Why It’s Not Always Simple
The logic of EBPP is straightforward. Implementation is harder. Several well-documented barriers get in the way. Funding is a persistent issue: training therapists in new approaches, purchasing assessment tools, and dedicating time to review research all cost money that many settings don’t have. Access to resources matters too. A solo practitioner in a rural area may not have the same access to research databases, consultation, or continuing education as someone in an academic medical center.

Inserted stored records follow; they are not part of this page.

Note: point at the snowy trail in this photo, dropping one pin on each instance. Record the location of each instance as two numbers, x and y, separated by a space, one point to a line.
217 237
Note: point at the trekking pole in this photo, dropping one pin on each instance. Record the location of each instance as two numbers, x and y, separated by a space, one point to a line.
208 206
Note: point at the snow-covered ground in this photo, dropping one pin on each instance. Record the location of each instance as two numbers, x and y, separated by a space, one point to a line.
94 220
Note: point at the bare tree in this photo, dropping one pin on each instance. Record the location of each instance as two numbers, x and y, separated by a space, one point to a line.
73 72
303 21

Clinician attitudes play a role as well. Some therapists view EBPP as overly rigid or worry that manualized treatments don’t leave enough room for the relational, human side of therapy. This concern often stems from conflating EBPP with strictly following a treatment manual, which, as outlined above, is only one piece of the picture. There’s also the flexibility problem: some evidence-based interventions were developed and tested under controlled conditions that don’t reflect the complexity of real clinical settings, where clients often have multiple diagnoses and unpredictable life circumstances.
Practical recommendations for closing this gap include ensuring funding continues beyond the end of research trials, training staff specifically in how to integrate research into everyday care, and co-producing treatment approaches with the people who will actually receive them. The goal isn’t perfection. It’s making clinical decisions as transparently and thoughtfully as possible, using every source of information available.